Devonshire Hotel – West Georgia Street

Devonshire Hotel

It took two years to build, and when it was first completed in 1925 the Devonshire was the big kid on the block. It soon became far less significant as the Hotel Georgia was built to the east two years later and the Georgia Medical Dental Building (by the same architects as the Devonshire) to the west two years after that; both several storeys taller. It wasn’t really a hotel at that point, but rather an apartment hotel. It was designed by McCarter Nairne early in their career and set them on the road to success and even bigger buildings (especially the Marine Building).

Kingsway @ Clark 1931The Devonshire advertised for tenants – here’s a billboard at Clark and Kingsway from 1931. In 1930 there were engineers, a stenographer, clerks and a seamstress – but the directory also shows there were nearly as many maids and other staff (including two telephone operators) working there as there were tenants, suggesting it was already more of a hotel than an apartment building. The hotel advertisement said it was “Canada’s Finest Apartment Hotel” with “Modern and luxuriously comfortable Kitchenette suites and Hotel rooms, all with bath . . . just a few minutes walk from the stations, waterfront, and the glorious Stanley Park.” The hotel offered free telephone service, and charged $3.50 for a single and $5 and up for a double.

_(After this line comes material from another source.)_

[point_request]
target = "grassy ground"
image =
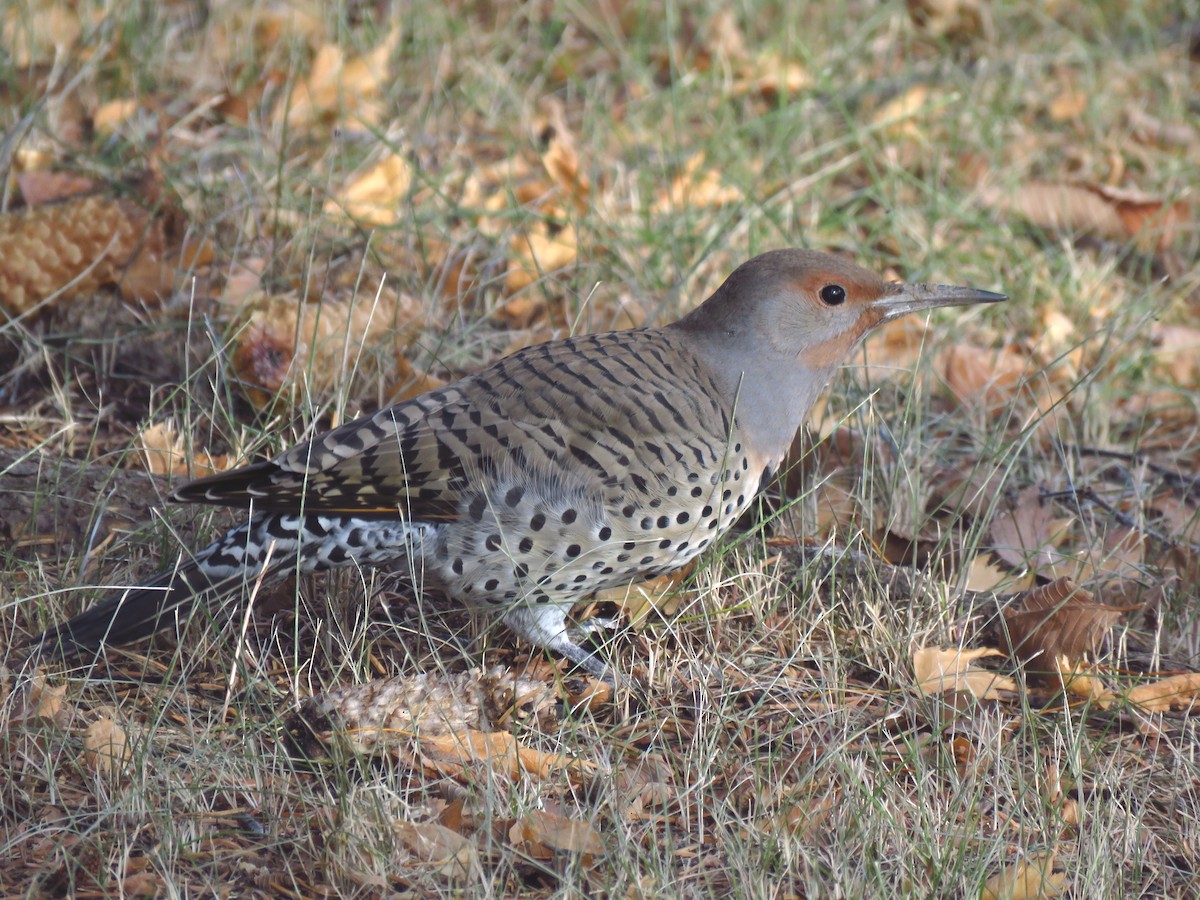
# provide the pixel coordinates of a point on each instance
(781, 747)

In the early 1930s the manager was T Karl De Morest, who also ran the Devonshire Cafe, while the Devonshire Cab Service was run by Messrs Brown and Walker. DeMorest could well be Thomas DeMorest, born in the USA and living as a child in the Okanagan in 1911. In 1937, quite early in his career, CBK Van Norman designed alterations and additions to the building, almost certainly when it became simply a hotel.

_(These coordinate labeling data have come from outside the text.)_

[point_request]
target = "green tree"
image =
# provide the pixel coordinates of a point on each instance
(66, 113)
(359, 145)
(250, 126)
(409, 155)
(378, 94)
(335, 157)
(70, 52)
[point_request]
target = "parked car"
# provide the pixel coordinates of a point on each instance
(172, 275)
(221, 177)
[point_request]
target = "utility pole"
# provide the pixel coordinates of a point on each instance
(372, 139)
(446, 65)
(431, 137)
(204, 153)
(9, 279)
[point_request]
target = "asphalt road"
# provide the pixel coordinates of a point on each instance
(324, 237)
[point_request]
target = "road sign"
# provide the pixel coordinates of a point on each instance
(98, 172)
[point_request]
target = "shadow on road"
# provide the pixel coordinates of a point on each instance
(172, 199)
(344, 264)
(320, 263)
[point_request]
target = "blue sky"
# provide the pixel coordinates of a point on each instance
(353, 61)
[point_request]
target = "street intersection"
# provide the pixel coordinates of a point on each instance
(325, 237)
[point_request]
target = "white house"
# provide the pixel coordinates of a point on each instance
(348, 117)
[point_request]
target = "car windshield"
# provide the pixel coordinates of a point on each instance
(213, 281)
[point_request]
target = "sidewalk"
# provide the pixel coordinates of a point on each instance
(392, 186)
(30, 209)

Hotel Georgia, Devonshire & Dental MedicalThe Devonshire was never a huge success, overshadowed by the grander Hotel Georgia and Hotel Vancouver, but it had a popular bar. Our image shows it in 1974, but this earlier postcard shows the relationship to its neighbours. In 1977 Eleni Skalbania took the hotel on and managed to generate a profit before moving on to the Hotel Georgia. In July 1981 at 7.05 am the hotel was imploded with the help of 100 lbs of high explosive – (you can find the video on youtube)

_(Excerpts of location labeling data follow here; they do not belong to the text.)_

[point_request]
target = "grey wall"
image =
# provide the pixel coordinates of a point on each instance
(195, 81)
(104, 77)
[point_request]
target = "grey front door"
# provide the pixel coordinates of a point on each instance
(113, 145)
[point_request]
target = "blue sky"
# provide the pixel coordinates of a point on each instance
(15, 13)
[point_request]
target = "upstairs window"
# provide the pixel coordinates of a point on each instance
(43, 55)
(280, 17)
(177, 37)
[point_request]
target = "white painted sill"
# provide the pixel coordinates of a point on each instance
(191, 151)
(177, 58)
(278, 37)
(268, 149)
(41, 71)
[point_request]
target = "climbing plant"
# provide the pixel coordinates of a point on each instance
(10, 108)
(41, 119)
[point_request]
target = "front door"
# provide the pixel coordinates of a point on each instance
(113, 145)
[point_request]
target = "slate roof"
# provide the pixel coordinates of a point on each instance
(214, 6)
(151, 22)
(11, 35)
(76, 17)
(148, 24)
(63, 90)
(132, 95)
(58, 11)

Not long after the dust settled, many publications will tell you that work began on building the HSBC Bank Canada building. That isn’t completely accurate, what was really being built was the Bank of BC Tower designed by Webb Zerafa Menkès Housden Partnership. The second bank to bear the title (the first having disappeared in 1901) it was founded in 1966, the creation of Premier W A C Bennett. By 1986, following financial difficulties arising from poor management, HSBC was allowed to rescue the company. It’s a post-modern stumpy block covered in granite supplied from Quebec. A huge internal public atrium is lined with granite from South Dakota – over two billion years old – featuring Alan Storey’s ‘Broken Column’ pendulum artwork.